Wakil Ketua DPR RI Saan Mustopa melakukan kunjungan reses di Desa Cinangka, Kecamatan Bungursari, Kabupaten Purwakarta. Kegiatan ini dilakukan untuk menyerap langsung aspirasi masyarakat akhir pekan lalu.
Dalam kesempatan tersebut, Saan Mustopa menyalurkan secara simbolis Program Indonesia Pintar (PIP) kepada 155 siswa SDN Cinangka, serta membagikan perlengkapan alat tulis. Bantuan ini ditujukan sebagai dorongan agar anak-anak dari keluarga kurang mampu tetap bisa mengakses pendidikan.
"Pendidikan adalah salah satu hal yang dapat mengubah hidup seseorang menjadi lebih baik. Dengan pendidikan, anak-anak kita memiliki kesempatan yang lebih besar untuk memperbaiki masa depan mereka dan mengangkat derajat keluarga,” kata Saan Mustopa, Senin (13/10).
Ia kemudian menegaskan, penyaluran PIP melalui Partai NasDem tidak akan dipotong dalam bentuk apapun. Bagi Saan, dana tersebut adalah hak penuh bagi penerima manfaat.
"Penyaluran PIP dari NasDem sama sekali tidak akan dipotong, bahkan seharusnya ditambahkan oleh para wakil rakyat. Ini adalah program yang mulia membantu anak-anak dari keluarga yang kurang mampu agar tetap bisa sekolah dengan layak dan semangat,” tegasnya.
Usai kegiatan di Cinangka, Saan melanjutkan agenda reses ke Desa Nagrikaler, di mana ia meresmikan Bamala Centre, sebuah markas perjuangan masyarakat lokal sebagai wadah sosial, edukasi, dan pemberdayaan.
Dalam kesempatan itu, Saan juga bertemu dengan tokoh masyarakat dan ulama dari pesantren setempat.

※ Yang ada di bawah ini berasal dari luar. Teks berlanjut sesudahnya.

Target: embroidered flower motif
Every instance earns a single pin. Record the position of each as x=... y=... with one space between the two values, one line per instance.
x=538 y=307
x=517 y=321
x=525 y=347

Para tokoh agama menyampaikan aspirasi seputar pendidikan agama, pemberdayaan santri, dan peran pesantren dalam menjaga nilai moral generasi muda.
Menurut Saan, reses bukanlah sekadar rutinitas legislator, melainkan momentum penting agar kebijakan dan program pembangunan benar-benar berbasis pada kebutuhan masyarakat.
“Kami di DPR RI akan terus memastikan bahwa suara masyarakat di daerah tidak hanya didengar, tapi juga diwujudkan dalam kebijakan dan program nyata. Inilah esensi dari reses menyatu dengan rakyat, mendengar langsung, dan memperjuangkan apa yang menjadi kebutuhan mereka,” jelasnya.
Kegiatan reses ini diungkapkannya menjadi bagian penting dari upaya Saan memperkuat ikatan dengan masyarakat Purwakarta, agar setiap kebijakan dan program pembangunan benar-benar bersumber dari aspirasi warga setempat, dan berjalan secara berkelanjutan.